# Компьютерные технологии > Железо (hardware) > Периферийные устройства >  Дуплекс, печать 2 документов на 1 листе

## Gitarist

Народ, возникла такая ситуция. Есть оборудование, конкретно - линия технического осмотра. При прохождении осмотра печатается документ, наверное все получали и видали, на одной стороне печатается данные машины с фотографией, а на другой печатется результат технического осмотра. вот сейчас оператор оборудования постоянно печатает сначала 1 лист переворачивает его и печатает вторую сторону.
Решили мы приобрести принтер с поддержкой дуплекса, но предварительно взял старенький HP LJ 2015D и пошел проверить а будет ли работать.
Как знал - не получается, в программе выставляется печать 1 стороны с фоткой и 1 стороны с результатами.

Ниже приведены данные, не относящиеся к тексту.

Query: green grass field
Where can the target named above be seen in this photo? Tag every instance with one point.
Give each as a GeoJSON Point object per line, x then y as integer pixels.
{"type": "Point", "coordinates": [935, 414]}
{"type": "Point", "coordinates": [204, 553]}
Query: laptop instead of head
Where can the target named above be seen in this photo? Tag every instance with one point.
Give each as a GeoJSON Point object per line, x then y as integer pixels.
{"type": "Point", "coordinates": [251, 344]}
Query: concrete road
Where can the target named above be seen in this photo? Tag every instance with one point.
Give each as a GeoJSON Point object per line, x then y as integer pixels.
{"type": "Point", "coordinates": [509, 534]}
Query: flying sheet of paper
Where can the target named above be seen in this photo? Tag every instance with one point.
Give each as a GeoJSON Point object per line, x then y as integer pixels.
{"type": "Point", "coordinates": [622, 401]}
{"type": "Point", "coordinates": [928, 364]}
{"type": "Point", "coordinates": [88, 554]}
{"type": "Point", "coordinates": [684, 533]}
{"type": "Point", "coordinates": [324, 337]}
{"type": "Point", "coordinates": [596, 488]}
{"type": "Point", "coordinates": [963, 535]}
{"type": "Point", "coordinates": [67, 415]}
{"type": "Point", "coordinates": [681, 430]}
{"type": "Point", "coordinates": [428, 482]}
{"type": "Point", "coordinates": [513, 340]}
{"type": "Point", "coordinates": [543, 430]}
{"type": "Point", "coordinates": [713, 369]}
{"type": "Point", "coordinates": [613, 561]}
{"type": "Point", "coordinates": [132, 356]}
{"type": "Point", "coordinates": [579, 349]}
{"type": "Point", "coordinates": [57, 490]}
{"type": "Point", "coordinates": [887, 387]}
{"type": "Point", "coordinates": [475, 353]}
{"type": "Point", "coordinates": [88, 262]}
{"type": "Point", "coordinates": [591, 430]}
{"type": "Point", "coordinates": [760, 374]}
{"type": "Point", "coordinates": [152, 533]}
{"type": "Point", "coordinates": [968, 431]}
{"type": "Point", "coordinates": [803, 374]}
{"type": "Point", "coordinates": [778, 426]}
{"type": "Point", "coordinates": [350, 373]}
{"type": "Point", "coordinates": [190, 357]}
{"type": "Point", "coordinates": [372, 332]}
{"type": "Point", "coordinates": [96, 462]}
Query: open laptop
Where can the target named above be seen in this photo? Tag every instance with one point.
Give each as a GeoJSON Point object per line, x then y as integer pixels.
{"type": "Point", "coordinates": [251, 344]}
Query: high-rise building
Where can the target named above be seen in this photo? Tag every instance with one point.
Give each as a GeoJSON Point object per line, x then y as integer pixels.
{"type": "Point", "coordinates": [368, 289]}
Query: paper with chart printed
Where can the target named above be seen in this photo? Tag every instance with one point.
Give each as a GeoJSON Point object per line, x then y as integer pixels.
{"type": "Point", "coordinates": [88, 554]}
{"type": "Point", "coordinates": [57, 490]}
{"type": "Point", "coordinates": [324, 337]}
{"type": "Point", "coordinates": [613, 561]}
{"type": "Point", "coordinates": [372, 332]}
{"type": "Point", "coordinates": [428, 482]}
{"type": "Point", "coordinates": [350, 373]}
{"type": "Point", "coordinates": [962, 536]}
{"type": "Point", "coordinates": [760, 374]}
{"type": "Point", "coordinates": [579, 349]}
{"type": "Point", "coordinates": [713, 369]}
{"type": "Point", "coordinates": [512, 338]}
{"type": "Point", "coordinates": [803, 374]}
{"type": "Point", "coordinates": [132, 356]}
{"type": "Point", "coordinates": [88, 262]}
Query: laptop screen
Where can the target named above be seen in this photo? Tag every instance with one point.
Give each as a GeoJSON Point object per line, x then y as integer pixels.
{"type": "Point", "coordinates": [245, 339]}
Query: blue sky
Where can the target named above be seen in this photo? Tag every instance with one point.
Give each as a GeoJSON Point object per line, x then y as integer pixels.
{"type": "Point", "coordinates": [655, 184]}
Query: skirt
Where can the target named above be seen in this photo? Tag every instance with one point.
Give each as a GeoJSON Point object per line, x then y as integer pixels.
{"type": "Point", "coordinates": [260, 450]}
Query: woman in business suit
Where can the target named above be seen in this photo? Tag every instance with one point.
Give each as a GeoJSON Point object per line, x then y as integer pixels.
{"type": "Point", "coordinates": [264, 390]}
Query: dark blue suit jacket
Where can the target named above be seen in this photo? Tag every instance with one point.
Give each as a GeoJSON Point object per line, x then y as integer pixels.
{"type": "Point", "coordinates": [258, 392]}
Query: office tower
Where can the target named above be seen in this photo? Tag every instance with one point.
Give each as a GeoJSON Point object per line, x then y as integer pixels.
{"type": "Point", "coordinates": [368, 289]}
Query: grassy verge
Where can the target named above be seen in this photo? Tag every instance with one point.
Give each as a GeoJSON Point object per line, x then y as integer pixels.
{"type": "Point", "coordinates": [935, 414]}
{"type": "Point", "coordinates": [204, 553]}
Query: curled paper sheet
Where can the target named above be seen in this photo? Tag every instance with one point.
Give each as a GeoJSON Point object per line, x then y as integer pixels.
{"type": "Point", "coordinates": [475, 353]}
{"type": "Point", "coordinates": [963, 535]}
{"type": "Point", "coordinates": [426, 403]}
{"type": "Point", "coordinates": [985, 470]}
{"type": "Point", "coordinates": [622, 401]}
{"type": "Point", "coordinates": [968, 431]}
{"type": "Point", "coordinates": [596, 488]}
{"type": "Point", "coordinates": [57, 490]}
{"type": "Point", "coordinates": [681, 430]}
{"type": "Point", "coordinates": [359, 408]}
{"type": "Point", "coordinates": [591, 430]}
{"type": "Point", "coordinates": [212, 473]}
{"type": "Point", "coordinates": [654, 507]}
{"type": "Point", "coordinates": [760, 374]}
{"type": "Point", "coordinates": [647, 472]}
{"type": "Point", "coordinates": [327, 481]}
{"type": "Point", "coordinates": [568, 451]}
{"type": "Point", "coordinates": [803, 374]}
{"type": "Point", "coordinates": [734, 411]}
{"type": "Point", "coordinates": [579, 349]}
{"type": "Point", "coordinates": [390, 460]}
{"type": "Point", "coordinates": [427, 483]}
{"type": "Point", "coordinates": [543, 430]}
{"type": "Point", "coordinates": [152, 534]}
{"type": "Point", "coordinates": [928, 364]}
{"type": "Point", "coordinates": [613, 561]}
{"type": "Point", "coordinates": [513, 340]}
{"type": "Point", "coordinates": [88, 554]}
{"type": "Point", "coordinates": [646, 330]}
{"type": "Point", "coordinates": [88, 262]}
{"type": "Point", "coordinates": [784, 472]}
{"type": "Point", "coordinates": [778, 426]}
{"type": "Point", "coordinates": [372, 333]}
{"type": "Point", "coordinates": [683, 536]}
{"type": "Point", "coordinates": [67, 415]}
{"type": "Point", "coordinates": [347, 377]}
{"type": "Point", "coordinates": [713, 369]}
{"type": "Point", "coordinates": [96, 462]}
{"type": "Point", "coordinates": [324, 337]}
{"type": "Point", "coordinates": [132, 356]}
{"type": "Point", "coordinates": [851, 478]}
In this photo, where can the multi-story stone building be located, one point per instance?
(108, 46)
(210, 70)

При нажатии на "Печать" программа автоматом отправляет документ на принтер по умолчанию, не позволяет выбирать на какой принтер или какими настройками. Даже если предварительно в операционной системе настроить принтер печатать дуплексом, то ни чего не получается. Программа отправляет эти 2 листа как 2 отдельных документа и в очереди принтера они встают один за другим, и все равно печатается 2 отдельных листа.
Теперь к делу :)
Кто знает? Как можно настроить принтер с дуплексом заставить напечатать 2 разных документа в очереди на 1 листе с двух сторон?
присылайте догадки, будем экспереминтировать :)

----------


## Cheechako

Настраивать вроде надо не столько принтер, сколько программу :); можно посмотреть средства вроде FinePrint и его аналогов (ClickBook и т.п.).

----------


## alex_vag

Есть схожая ситуация - только листы неправильно печатаются с терминала при отправке из 1с.. Кто что подскажет ? аппараты xerox 3250 и hp lj 2015d
Когда отправляешь один лист с обоих сторон, печатает правильно. Но две или три копии и все.. путаются листы... Что можно сделать кроме страницы разделителя ?! Началась эта фигня когда перешли на windows 2008 r2. До этого, в win 2003 sp2 все работало нормально

----------